I think at this point I sort of gave up with the system. This was supposed to be about my mother, Doris, a lady of 98 years, who had died after a long illness. But NOTHING from the moment she died had been about her- it had been about raised eyebrows and being given misinformation and being pushed where mother and I didn't want to go.

Dying, disconnecting the drip and oxygen, well, that had been easy compared to this. I left that office still in tears, and shaken, and confused. It took a call to a chap I know who is an expert on burial law to reassure me I was in the right and the registrar was in the wrong. So, gripping my bit of hard won green paper I went to collect mother.

From then on it was real easy, and a delight. The delight grew as the mortuary man wheeled Ma out into the car park for me and slid her into the camper. "Wanted a natural burial meself," he told me, "but the folk there won't dig me in with me football kit on, it's synthetic, you see," he sighed. So up the chimney stack it'll go, polyester and all.

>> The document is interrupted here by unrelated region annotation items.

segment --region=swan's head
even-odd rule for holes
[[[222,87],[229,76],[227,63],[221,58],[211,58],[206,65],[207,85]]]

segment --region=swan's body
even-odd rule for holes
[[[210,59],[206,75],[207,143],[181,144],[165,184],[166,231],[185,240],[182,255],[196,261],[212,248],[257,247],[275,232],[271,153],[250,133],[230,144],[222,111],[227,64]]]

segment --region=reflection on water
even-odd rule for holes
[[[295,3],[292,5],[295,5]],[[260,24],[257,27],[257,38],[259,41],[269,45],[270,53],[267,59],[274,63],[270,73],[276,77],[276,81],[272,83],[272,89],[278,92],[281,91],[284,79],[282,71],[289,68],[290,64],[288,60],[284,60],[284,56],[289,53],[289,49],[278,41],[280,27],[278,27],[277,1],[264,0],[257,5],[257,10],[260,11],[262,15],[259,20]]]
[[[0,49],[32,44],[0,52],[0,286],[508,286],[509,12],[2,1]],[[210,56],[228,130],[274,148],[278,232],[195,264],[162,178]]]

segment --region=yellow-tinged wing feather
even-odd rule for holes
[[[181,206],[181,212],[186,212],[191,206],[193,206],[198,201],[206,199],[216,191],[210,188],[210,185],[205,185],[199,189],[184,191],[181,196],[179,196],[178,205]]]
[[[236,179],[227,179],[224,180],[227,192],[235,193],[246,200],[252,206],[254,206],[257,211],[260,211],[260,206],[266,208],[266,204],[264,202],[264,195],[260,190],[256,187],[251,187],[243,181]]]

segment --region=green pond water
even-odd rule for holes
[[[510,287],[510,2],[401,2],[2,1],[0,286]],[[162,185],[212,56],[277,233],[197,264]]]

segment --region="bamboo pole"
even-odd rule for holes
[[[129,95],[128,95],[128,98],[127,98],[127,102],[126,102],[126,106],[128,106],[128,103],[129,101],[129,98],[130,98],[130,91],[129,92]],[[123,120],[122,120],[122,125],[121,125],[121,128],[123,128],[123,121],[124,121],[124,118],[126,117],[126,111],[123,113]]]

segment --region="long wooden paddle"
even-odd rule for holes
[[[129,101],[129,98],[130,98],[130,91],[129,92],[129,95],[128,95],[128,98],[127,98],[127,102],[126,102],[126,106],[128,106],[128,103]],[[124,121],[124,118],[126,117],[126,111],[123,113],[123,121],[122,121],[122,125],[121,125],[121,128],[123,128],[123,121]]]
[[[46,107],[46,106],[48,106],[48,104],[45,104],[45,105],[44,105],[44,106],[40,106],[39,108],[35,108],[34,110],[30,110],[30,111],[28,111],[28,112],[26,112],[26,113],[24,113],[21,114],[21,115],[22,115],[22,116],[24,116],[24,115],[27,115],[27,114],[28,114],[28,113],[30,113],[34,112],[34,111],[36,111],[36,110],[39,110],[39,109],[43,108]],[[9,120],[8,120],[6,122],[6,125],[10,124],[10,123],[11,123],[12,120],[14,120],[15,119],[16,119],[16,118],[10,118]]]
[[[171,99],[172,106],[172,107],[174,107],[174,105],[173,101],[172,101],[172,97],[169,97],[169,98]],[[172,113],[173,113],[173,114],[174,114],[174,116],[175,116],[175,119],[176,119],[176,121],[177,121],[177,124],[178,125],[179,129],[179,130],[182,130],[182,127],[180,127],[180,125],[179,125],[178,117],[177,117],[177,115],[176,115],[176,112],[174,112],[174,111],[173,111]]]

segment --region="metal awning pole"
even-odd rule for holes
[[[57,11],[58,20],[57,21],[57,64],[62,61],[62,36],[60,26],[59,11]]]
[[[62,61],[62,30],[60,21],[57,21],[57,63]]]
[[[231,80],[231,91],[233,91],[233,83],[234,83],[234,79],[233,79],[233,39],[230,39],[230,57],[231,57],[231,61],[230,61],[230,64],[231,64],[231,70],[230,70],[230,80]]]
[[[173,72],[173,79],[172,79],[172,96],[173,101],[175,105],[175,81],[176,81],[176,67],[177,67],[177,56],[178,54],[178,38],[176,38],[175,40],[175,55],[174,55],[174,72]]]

Three days I drove ma around. She went to the beach, and saw her friends, and sat on hilltops gazing at the view. She was a corpse of course, and hard as a brick (rigor mortis, I guess), but the view was really for ME. She was dead, and those last years of suffering were over, for her, but not for me. I was beginning a process of grieving, and accepting, and driving ma around was brilliant. I wish I'd taken her to a lot more places.

There's nothing wrong with having a corpse in the car or van, they don't smell or leak or rot, well, not for quite a while, particularly in our chilly climate. My only problem was I'd laid her under a swathe of flowers on the floor, and had to step over her to get to the bathroom. I couldn't help saying "excuse me, ma, but do shift your foot."

Digging her into the field, when I got her 'oop north,' was exceedingly hard work, and I sneakily got a bit of muscle to shift most of the rock we hit. Didn't do it ALL meself, you see! You'll see on the video I'd cocooned her in a natural cotton sheet and sort of slithered her down into the grave, where she lay at the bottom like a chrysalis. Made me feel good, like she might hatch into a butterfly on some other world, in some other time. Then all the soil went back in, and I learnt how to make lovely mud pies to get the turf to stick back on top like it had never been disturbed. Finally, wheelbarrow in hand, I left ma to it, and wheeled the tools of the trade out of that field, over the tufty grass.

Why did I do it myself? Why so alone? Well, with no close relatives who needs a tombstone that'll stand forgotten in some derelict graveyard. When I die, who'll visit? No, we wanted a natural end, a return to the land, a recycling, in some sort of harmony with nature. Not everyone's cup of tea. But we should all be aware we have the choice... and it is the misinformation that the authorities dole out that, all too often, removes that choice.